Laura Marriott, the Executive Director of the Mobile Marketing Association, has a nice story at ClickZ on the progress of 2d codes and Physical World Connection (PWC).

Laura talks about how 2d codes are being used in a couple recent mobile marketing campaigns. She also interviews the CEO of Scanbuy for his thoughts on PWC.

Also known as QR codes, these allow consumers to use their wireless devices to interact in a graphical manner with traditional and digital media. The unique, two-dimensional bar codes, which can be placed on any item, allow the consumer to take a picture using their MMS (camera phone functionality) on a mobile device. Then, through bar code reading software, the 2D code is interpreted to provide product information, downloads, and more. 2D codes are a visual system allowing consumers to access relevant information much like short codes, IVR or other mobile media techniques.

The Paris transport system launched an interactive campaign using 2D codes with New York-based Scanbuy. The consumer can scan a code and see when the next bus or subway will arrive. There are over 160 bar codes in a single station!

I asked Jonathan Bulkeley, CEO of Scanbuy , when we might see 2D applications come to the U.S. Obstacles to adoption here include lack of camera phone (MMS) consumer adoption, as well as cost-effective pricing models.

Demand on the advertiser side is huge. Advertisers get it , says Bulkeley. Print publishers are especially interested in 2D campaigns and what the visual opportunity can do for them.
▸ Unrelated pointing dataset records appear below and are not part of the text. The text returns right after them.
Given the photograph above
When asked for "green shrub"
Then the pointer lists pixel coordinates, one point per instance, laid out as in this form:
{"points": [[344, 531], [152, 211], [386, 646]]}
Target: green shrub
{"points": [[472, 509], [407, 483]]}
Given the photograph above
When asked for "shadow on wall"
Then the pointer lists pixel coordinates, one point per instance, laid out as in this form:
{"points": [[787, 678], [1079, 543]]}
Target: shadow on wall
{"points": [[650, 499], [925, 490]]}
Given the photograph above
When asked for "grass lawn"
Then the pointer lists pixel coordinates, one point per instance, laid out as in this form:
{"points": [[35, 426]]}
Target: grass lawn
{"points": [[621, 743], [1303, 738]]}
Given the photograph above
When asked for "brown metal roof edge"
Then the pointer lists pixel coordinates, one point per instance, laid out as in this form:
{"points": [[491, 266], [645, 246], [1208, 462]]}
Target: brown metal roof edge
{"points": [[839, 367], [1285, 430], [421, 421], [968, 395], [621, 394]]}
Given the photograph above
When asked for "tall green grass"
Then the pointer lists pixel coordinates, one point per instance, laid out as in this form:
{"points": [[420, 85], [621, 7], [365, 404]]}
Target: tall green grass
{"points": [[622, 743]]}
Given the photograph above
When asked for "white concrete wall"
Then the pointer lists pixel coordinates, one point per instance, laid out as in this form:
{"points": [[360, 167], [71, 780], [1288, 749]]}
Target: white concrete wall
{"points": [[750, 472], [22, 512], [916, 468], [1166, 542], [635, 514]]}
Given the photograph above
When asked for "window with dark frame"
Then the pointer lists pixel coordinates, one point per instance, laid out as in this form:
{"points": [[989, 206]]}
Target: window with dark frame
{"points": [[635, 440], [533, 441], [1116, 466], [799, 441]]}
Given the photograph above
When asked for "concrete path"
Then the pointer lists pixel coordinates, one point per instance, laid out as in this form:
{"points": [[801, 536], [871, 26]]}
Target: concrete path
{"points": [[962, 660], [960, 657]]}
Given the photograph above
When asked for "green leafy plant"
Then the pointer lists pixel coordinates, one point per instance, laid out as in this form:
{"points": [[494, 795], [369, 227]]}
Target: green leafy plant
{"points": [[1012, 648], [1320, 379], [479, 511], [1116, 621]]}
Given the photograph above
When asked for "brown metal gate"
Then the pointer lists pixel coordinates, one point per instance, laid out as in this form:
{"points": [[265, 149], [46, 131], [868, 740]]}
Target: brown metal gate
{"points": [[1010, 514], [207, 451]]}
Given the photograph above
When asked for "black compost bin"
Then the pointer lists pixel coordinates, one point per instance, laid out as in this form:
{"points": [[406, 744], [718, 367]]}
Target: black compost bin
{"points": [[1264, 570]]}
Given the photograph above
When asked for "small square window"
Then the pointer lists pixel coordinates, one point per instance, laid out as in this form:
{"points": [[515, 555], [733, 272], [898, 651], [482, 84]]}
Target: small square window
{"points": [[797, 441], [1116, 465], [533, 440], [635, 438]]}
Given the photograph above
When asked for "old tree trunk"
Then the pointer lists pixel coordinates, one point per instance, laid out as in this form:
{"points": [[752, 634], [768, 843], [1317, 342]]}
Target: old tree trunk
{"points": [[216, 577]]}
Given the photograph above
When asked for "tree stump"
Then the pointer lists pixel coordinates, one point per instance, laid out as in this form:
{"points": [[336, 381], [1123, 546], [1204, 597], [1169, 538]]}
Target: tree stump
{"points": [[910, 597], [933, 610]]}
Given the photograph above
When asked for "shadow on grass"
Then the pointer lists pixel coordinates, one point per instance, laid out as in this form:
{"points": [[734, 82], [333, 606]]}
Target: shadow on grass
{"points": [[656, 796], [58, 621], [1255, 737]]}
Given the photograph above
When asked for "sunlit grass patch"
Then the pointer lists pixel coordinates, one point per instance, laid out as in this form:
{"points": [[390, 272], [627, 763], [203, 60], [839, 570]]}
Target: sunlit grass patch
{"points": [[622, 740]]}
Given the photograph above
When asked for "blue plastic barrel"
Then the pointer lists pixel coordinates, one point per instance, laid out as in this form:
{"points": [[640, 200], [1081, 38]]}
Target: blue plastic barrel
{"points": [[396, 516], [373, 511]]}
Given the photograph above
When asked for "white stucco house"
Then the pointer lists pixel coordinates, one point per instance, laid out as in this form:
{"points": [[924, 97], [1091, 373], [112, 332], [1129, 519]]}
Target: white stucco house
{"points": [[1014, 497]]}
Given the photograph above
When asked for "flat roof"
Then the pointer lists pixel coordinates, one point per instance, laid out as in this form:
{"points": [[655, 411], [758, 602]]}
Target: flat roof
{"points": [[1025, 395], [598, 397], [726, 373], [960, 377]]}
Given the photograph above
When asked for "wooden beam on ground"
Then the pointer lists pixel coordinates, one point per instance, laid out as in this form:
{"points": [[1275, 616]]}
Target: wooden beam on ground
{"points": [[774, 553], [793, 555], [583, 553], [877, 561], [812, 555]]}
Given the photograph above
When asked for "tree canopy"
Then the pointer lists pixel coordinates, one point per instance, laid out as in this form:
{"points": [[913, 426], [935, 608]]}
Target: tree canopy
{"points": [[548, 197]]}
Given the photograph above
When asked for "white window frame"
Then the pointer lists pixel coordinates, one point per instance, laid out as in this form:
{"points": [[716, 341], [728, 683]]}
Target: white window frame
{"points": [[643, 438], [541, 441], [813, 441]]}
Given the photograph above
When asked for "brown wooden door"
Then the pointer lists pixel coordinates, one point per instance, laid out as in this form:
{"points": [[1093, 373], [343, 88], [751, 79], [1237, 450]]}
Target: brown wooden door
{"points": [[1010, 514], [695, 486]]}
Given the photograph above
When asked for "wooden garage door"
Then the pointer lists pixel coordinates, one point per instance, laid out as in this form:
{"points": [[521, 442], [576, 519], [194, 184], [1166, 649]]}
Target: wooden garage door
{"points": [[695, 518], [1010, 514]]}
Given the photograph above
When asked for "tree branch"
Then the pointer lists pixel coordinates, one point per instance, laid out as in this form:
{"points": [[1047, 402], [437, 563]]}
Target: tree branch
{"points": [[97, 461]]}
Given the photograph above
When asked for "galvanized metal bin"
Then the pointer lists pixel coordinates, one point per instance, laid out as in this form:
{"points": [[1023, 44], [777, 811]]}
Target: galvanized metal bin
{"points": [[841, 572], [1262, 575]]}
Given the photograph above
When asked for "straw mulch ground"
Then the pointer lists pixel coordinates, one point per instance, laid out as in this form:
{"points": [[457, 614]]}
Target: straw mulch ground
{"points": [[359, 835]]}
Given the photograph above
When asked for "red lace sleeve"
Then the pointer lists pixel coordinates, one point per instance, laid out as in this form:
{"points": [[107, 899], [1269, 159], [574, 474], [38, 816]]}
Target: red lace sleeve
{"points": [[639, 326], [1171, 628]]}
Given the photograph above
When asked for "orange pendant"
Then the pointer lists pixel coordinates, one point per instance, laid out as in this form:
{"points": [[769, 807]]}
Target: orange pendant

Cosmo Girl launched an application with Mobot last year based on pure image recognition. Cosmo Girl readers were encouraged to take photos with their mobile device of ads or features in the publication and send them to the magazine for a chance to win prizes. The Cosmo Girl application wasn't based on 2D codes, but rather image recognition. Bulkeley says image recognition is the “holy grail, but making it a reality is years away for a number of reasons."

Pondering Primate readers might find Jonathan Bulkeley's "brick and mortar to Internet" transition background a bit interesting. He is no stranger to transformation and prior art patent disputes. During his term as CEO of BarnesandNoble.com, Amazon.com filed a lawsuit against BN.com, claiming BN.com was infringing on their "one click to buy" patent. The updating of US patent law to account for the Internet age started to pick up steam at this time.

The outcome? Let's just say innovation trumped prior art.

Yogi Berra might say "This is like deja vu all over again".